Kepala Unit Sobat Kampus, Ir. Sulthani, M.T., mengatakan bahwa jumlah mahasiswa yang mengajukan proposal untuk program inkubasi inovasi telah meningkat signifikan setelah pengumuman kemenangan tim ini. “Mahasiswa lain melihat bahwa dengan kerja keras, dedikasi, dan dukungan yang tepat, mereka bisa meraih prestasi setinggi itu. Ini menciptakan efek positif dalam ekosistem inovasi kami,” ucapnya.
Kesimpulan
Pencapaian mahasiswa Universitas Muhammadiyah Kendari dalam KITN 2026 merupakan bukti nyata bahwa inovasi dan prestasi tingkat nasional bukan monopoli kampus-kampus besar. Dengan komitmen yang kuat, dukungan institusi yang memadai, dan semangat entrepreneurship yang tinggi, mahasiswa dari universitas di daerah juga dapat menghasilkan karya yang berkualitas dan relevan dengan kebutuhan masyarakat.
AquaHealth Monitor yang dikembangkan tim ini bukan hanya sekadar produk teknologi canggih, melainkan solusi nyata yang dapat meningkatkan produktivitas dan kesejahteraan petani ikan Indonesia. Dengan harga yang terjangkau dan fitur yang user-friendly, produk ini berpotensi menjadi game-changer dalam industri perikanan nasional.
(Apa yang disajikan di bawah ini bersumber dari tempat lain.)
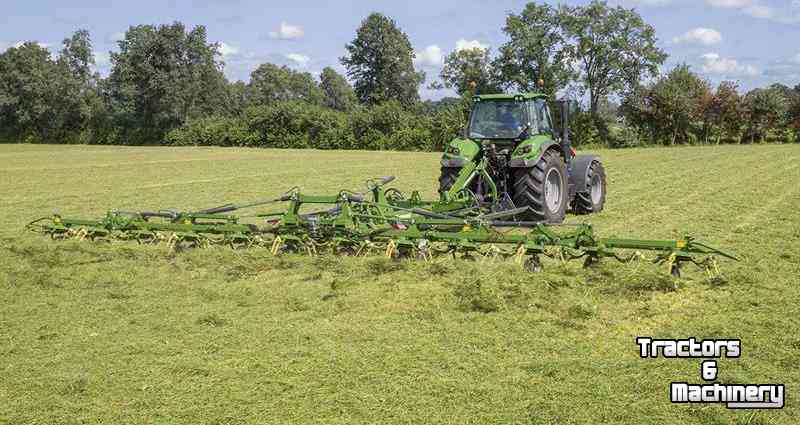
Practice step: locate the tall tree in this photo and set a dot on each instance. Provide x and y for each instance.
(271, 83)
(612, 47)
(379, 62)
(46, 99)
(766, 109)
(27, 76)
(534, 51)
(469, 71)
(668, 109)
(162, 77)
(337, 91)
(722, 111)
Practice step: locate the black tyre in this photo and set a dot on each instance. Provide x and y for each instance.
(447, 178)
(542, 188)
(594, 198)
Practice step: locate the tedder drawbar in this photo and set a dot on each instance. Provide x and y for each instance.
(381, 221)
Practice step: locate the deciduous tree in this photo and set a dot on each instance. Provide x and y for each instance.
(379, 62)
(469, 71)
(534, 51)
(161, 77)
(271, 83)
(336, 90)
(611, 47)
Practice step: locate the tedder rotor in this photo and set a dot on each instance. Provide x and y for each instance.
(381, 221)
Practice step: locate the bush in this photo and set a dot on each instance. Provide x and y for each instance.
(212, 131)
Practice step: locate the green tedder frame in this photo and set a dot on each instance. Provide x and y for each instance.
(381, 221)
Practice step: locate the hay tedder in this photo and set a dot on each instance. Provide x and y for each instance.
(500, 197)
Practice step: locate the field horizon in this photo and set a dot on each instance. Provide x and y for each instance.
(122, 333)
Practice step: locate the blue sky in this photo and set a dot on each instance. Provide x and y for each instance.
(756, 42)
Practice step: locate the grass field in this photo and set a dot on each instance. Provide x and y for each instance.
(126, 334)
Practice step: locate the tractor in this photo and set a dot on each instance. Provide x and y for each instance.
(511, 156)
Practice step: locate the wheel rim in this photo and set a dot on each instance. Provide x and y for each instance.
(552, 190)
(597, 189)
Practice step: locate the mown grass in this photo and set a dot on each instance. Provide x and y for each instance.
(128, 334)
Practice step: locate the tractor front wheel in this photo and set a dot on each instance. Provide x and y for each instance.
(594, 198)
(542, 188)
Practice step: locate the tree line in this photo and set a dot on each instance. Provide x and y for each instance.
(166, 86)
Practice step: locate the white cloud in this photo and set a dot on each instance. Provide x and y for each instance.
(713, 63)
(299, 59)
(470, 44)
(648, 2)
(750, 7)
(429, 56)
(287, 32)
(704, 36)
(227, 50)
(729, 4)
(759, 11)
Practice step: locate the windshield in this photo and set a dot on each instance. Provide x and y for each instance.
(497, 119)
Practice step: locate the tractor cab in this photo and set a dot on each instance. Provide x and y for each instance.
(509, 117)
(509, 157)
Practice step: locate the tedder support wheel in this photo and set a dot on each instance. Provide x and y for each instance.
(447, 178)
(543, 188)
(593, 199)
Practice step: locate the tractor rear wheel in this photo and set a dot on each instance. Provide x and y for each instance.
(542, 188)
(594, 198)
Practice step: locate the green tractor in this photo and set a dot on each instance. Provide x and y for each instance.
(511, 157)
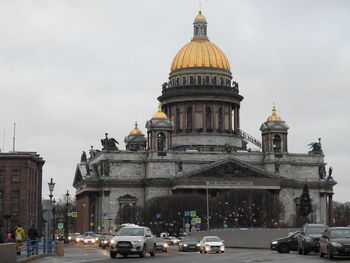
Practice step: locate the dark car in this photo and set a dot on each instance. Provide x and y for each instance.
(335, 241)
(286, 244)
(161, 244)
(309, 238)
(189, 244)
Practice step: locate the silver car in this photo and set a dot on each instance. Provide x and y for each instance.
(133, 240)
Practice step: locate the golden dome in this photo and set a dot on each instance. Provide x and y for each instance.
(200, 18)
(274, 116)
(159, 114)
(136, 130)
(200, 53)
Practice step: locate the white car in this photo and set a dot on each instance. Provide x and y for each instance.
(133, 240)
(211, 244)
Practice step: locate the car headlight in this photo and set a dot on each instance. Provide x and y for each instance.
(308, 239)
(336, 244)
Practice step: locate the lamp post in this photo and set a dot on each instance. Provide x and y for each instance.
(66, 225)
(51, 187)
(53, 218)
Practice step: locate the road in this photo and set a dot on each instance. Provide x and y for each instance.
(81, 253)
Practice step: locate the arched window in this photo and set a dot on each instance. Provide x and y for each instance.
(277, 143)
(208, 117)
(220, 118)
(177, 119)
(189, 118)
(160, 142)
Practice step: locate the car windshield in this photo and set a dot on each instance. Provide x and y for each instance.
(315, 230)
(212, 239)
(341, 233)
(189, 239)
(126, 231)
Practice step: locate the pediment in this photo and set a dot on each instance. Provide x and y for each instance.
(229, 169)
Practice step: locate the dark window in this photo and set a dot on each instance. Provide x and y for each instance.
(189, 118)
(208, 117)
(277, 143)
(160, 141)
(177, 120)
(15, 201)
(1, 201)
(16, 175)
(2, 176)
(220, 119)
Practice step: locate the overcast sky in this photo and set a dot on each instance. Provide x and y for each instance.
(72, 70)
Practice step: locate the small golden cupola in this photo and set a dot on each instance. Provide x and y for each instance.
(274, 116)
(159, 114)
(136, 130)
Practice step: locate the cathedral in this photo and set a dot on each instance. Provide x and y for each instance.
(194, 143)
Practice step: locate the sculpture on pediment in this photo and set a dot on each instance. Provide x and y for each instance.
(316, 147)
(109, 144)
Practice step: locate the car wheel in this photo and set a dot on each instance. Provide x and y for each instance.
(143, 253)
(321, 253)
(283, 248)
(153, 252)
(113, 254)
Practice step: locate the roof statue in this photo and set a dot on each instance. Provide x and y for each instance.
(109, 144)
(316, 147)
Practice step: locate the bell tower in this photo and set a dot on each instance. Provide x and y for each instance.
(274, 133)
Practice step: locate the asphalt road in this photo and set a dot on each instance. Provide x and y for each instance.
(81, 253)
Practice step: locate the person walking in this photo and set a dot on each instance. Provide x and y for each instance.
(8, 238)
(20, 236)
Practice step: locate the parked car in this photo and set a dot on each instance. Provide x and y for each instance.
(287, 243)
(172, 240)
(133, 240)
(309, 237)
(335, 241)
(161, 244)
(104, 241)
(189, 244)
(211, 244)
(89, 240)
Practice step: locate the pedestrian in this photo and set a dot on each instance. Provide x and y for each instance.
(19, 238)
(32, 236)
(9, 238)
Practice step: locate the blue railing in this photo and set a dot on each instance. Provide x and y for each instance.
(35, 247)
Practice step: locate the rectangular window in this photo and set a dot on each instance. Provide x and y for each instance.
(15, 201)
(16, 175)
(2, 201)
(2, 176)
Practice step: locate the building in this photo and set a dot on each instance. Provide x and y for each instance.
(194, 142)
(20, 189)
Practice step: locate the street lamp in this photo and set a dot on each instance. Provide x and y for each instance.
(51, 187)
(53, 218)
(66, 226)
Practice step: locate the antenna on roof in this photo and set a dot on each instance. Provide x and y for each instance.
(14, 137)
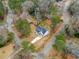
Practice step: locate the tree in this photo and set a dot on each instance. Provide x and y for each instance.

Universitas Muhammadiyah Kendari akan terus mendorong dan mendukung mahasiswa-mahasiswanya untuk terus berinovasi dan berprestasi. Kesuksesan kali ini baru permulaan, dan diharapkan dapat menjadi awal dari serangkaian prestasi gemilang lainnya yang akan mengangkat nama baik universitas dan kota Kendari di tingkat nasional dan internasional.
Selamat kepada tim AquaHealth Monitor atas prestasi luar biasa yang telah diraih. Semoga inovasi ini dapat memberikan manfaat nyata bagi petani ikan Indonesia dan menjadi inspirasi bagi generasi inovator muda lainnya untuk terus berkarya dan berkontribusi bagi kemajuan bangsa.
—
Berita ini ditulis berdasarkan konferensi pers Universitas Muhammadiyah Kendari dan pengumuman resmi Kompetisi Inovasi Teknologi Nasional 2026 dari Kementerian Pendidikan, Kebudayaan, Riset, dan Teknologi.